ВЗАИМОСВЯЗЬ МЕЖДУ ВЕБ-СТРАНИЦАМИ: ДИЗАЙН И ПОРЯДОК

Амадаев А.А.; Дасаев Д.Р.

ИНФОРМАЦИОННЫЕ И КОММУНИКАТИВНЫЕ

ТЕХНОЛОГИИ

УДК 004.7

Амадаев А.А., к.э.н.

доцент

кафедра «Гуманитарные, естественнонаучные

и социальные дисциплины» медицинский институт Дасаев Д.Р. аспирант

ФГБОУ ВО «Чеченский государственный университет»

Россия, г. Грозный ВЗАИМОСВЯЗЬ МЕЖДУ ВЕБ-СТРАНИЦАМИ: ДИЗАЙН И

ПОРЯДОК

Аннотации: в течение нескольких лет с ее начала, машинизации (WWW) резко вырос в члены пользователей, серверов и их географическое распределение. Он возник как форма коммуникабельная, которые люди используют, чтобы создать, поддержать, и стать частью общины. Эти технологии впервые позволили людям из всех категорий, таких как экономическое положение, возрастов и профессий, чтобы чувствовать себя открыл новый современный мир. Действительно, развитие Интернет-технологий привнесло удобство и выгода в мире.

Ключевые слова: интернет-технологии, дизайн, веб-страница, анализ, коммуникации.

Amadaev А.А.

Ph. D., associate Professor of the Department "Humanities, natural and social disciplines" medical Institute Of the "Chechen state University " in Grozny

Dasaev D.R.

Graduate student of FGBOU VO "Chechen state University", Grozny.
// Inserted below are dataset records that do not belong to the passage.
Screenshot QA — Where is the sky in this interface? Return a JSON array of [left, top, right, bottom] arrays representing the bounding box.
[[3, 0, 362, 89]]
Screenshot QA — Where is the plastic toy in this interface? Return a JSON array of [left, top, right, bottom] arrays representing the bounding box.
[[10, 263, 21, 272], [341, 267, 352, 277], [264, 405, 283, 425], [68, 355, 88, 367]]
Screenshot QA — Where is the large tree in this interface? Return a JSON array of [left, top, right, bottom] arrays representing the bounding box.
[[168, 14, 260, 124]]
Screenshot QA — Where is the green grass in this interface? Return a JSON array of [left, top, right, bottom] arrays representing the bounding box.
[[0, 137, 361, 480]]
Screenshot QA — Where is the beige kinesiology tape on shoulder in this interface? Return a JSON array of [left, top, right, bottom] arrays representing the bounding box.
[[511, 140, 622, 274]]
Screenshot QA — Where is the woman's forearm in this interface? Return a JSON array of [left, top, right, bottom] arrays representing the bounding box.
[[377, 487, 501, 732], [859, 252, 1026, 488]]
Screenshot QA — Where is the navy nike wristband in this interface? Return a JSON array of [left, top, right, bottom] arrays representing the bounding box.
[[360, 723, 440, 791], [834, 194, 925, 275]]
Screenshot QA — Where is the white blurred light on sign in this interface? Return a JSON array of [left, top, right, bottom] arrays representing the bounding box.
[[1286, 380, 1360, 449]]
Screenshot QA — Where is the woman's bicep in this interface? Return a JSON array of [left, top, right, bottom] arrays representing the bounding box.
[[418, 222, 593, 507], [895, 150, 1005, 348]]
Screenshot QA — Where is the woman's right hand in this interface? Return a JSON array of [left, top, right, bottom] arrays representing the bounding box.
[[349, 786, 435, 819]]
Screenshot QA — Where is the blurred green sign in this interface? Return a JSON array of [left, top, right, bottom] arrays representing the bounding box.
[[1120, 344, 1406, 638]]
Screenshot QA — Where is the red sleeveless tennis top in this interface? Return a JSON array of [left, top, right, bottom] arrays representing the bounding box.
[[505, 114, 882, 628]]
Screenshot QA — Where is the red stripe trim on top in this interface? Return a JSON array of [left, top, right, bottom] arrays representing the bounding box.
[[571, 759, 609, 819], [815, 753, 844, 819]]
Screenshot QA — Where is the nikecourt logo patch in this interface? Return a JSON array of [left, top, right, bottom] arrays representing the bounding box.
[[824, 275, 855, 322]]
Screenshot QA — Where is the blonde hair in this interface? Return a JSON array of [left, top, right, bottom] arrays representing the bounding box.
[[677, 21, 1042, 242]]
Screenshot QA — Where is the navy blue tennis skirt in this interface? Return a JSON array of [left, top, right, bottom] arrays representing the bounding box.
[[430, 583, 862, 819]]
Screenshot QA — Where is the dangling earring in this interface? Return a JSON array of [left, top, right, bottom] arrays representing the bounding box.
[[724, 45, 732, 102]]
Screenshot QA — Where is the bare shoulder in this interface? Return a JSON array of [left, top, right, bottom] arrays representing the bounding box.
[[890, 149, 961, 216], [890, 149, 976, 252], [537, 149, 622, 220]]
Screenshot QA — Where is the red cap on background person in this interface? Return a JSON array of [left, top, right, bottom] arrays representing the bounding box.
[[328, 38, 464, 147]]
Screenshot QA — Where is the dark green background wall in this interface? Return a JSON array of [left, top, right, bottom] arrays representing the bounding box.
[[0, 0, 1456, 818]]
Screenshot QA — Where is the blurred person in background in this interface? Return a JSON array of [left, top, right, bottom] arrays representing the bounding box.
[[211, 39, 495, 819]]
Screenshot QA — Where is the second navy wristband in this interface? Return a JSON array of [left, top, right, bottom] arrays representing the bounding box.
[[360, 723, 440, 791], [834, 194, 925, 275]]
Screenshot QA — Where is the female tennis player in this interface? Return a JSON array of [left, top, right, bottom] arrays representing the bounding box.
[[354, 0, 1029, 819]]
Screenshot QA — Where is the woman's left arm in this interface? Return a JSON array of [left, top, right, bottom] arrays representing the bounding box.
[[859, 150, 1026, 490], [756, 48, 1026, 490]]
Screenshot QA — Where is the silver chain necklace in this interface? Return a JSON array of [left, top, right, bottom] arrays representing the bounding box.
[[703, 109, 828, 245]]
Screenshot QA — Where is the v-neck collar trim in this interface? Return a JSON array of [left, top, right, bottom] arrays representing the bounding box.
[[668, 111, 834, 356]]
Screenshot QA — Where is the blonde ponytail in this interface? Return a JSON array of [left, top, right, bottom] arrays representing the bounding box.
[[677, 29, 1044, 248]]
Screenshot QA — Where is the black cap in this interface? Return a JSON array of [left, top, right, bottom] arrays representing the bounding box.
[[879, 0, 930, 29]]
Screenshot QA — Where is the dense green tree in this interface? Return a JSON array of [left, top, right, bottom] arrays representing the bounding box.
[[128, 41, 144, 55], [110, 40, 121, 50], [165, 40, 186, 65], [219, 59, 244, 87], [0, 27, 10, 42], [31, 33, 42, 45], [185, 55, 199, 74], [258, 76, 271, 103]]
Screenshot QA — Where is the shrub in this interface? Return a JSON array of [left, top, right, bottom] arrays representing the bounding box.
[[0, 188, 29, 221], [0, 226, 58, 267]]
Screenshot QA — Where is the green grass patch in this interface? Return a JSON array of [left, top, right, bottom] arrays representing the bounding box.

^TWORKS OF CON^CTIVITY BЕTWЕЕN WЕB PАGЕS: DESIGN AND PROCEDURE Annotations: In Ше fеw уеаге sinœ its bеginning, Ше WorldWidеWеb (WWW) hаs grown drаmаticаlly in Ше тетЬег of шега, sеrvеrs, аnd its gеogrаphicаl distribution. It hаs аrisеn аs sociаblе form ^t реор1е ше to crеаtе, uphold, аnd Ьеште pаrt of communis. Thеsе tеchnologiеs for Ше first timе аllowеd pеoplе of Ше а11 cаtеgoriеs such аs еconomic stаtus, аgеs аnd bаckgrounds to fееl opеnеd to Ше nеw modеrn world. Indееd, Ше dеvеlopmеnt of Intеrnеt tеchnologiеs hаs brought convеniеncе аnd bеnеfits to Ше world.

Keywords: Internet technology, design, web page, analysis, communication.

1. Reading web pages

To read web pages Python has a library called urllib which makes getting data from the internet quite straightforward. The urllib makes it very easy to retrieve data from web pages and process the data as it returns the page as a string variable. It offers a simple interface in the form of urlopen function which reads the entire HTML of the web page into a single string. It is able of fetching URLs using a variety of different protocols. We simply indicate the web page we would like to retrieve and urllib handles all of the HTTP protocol details [1].

After successfully executing the code in the Fig.2 we get the web page as a

String firstPage = urlopen(currURL).read()

Fig.2 Code snippet for reading a web page

Once the web page is opened with urllib.urlopen we can treat it like a file and read through it. When the program runs we only see the output of the the content of the file and urllib code returns the data to us [2].

2. Regular expressions

One efficient way to parse data from web pages is to use regular expressions. Python provides sufficient means for performing the process of searching and extraction of strings that match particular pattern. To match and extract the link values from the web page we have built regular expression as follows:

## perform string matching with regular expressions

## "Find the title of the web page by looking for <title> tag

patFinderTit1e = re.compile( ' <titLe>(. *)</titLe>')

find all the links in the j^gi^jS^gg, by looking for the anchor tag pafFinderLink = re . compile ( . - SS»r{3}?\. ?(. *?) " >

Fig.3. Regular expressions for extracting links from web pages.

Our regular expression looks for strings that start with "href = http://" followed by characters like ".+?". The question mark added to the ".+?" indicates that the match is to be done in generous way, which tries to find the smallest possible matching string. Parentheses in provided above code indicate which part of our matched string we would like to extract [3].

The compile pattern method gives us all of the matches for a pattern. The provided code in Fig.3 shows the pattern which can be used to match all the links with another links in a given input string where input string is web page. It contains internal and external links. However, we are interested only in external links. The following figure shows code which filters only the external links by checking if the full URL of the link contains the domain name of the page which currently being analysed [4]:

Fig.4. Code snippet for filtering external links

For instance, youtube.com web page has a link youtube.com/inbox. The

most obvious way to classifying it as internal or external link is the described above method. Youtube.com is the domain name and youtube.com/inbox contains the full domain name which makes it an internal link.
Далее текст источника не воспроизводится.